Main LevelIn other exciting news, the 4moms playard arrived yesterday!  Initial thoughts are this:

  • It’s heavy, really heavy, like 40 lbs.  I think it will be great for travel, but Eric will definitely be carrying this item!
  • Being it’s heavy, it feels very solid, great construction, and extremely sturdy.
  • There is a very good reason it’s got ‘breeze’ in the name, as it really is a breeze to set up and tear down.  I’ve struggled with several Graco pack an plays in my day, but this was super easy, only one hand required!
  • I love the bassinet attachment for smaller babies, I can see this as very useful as a changing table and sleeping area for baby in the first few weeks, possibly months as I believe it recommends usage with babies up to 25 lbs.
  • Granted, I haven’t actually used this with a baby yet, but so far, I highly recommend!

And since I was so impressed with the playard, I ordered another 4moms item this morning, as BuyBuy Baby was nice enough to send me yet another 20% off coupon.  Again, I looked through my registry for something higher priced, since I had a coupon, and settled on the 4moms mamaroo infant seat.  They make a rockaroo also, but the mamaroo has a few more features for not a ton more money.  You know me, the thrifty shopper.  HA!  As soon as I get it, I’ll let you know my thoughts, but feel free to click the link to read more about it!

I’m still not sleeping the best at night, but I may have realized why.  But tell me this, I’m only 12 weeks, is there really that much ‘baby stuff’ there yet?  I’m a stomach sleeper, and already I just feel like something is there…  Hard to explain.  Like someone put a tennis ball under my stomach in bed.  So odd!  I did purchase a body pillow, but just a cheap one at Target, and I’ve been trying to train myself to sleep on my left side with that.  We shall see.

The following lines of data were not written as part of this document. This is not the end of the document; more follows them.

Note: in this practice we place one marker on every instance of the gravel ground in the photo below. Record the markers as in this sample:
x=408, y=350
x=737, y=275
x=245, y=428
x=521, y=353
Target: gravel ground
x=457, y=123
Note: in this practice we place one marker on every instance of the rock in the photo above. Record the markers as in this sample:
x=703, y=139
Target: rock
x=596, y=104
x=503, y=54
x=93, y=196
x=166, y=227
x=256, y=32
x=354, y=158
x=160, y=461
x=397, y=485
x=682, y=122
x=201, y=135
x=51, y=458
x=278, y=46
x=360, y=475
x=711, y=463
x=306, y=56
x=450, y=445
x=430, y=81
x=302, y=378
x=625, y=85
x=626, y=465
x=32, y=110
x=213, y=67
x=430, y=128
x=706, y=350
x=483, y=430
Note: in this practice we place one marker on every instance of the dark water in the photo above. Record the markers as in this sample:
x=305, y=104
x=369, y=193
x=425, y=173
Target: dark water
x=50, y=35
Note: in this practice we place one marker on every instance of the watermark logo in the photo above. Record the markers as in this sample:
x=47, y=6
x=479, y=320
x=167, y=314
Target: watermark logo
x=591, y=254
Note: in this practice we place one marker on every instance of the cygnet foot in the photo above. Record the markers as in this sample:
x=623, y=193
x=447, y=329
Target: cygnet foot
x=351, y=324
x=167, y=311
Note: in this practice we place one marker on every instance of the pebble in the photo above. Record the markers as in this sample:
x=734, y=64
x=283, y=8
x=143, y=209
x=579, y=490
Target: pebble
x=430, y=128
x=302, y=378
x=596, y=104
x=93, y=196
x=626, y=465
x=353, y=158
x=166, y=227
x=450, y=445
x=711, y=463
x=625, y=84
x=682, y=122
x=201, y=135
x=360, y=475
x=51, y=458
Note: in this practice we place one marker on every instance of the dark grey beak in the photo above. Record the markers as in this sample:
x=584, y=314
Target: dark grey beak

Tomorrow is my side of the family’s Thanksgiving celebration, which will include Eric and me, my older sister, her husband, and their two children, and my mom and step-father.  We are having a late lunch tomorrow at my mom’s home about 20 minutes from my own home, a traditional Thanksgiving spread of foods.  My mom is making pretty much everything, but I always try to bring a side or two.  So far I’m making one of my favorites, Gruner Salad.  It’s cabbage with an oriental-type dressing and crunchy toppings.  Very good.  I alter the recipe a little though, as I double the topping, half the dressing, and use two bags of shredded cabbage.  It’s fairly easy to make and always tends to go fast at holiday gatherings.  Aside from that, I’m going to make a cheese dip too.  I have a dip mix at home I purchased at a craft fair awhile back.  I think it’s just mixed with cream cheese and sour cream and then baked and enjoyed with corn chips.

Speaking of Thanksgiving, there is actually a story about our plans this year…  But I’ll save that for another post…

I was really hoping I’d hear from my doctor with the results of my MaterniT21 test today, as it was a week yesterday.  Maybe yet this afternoon!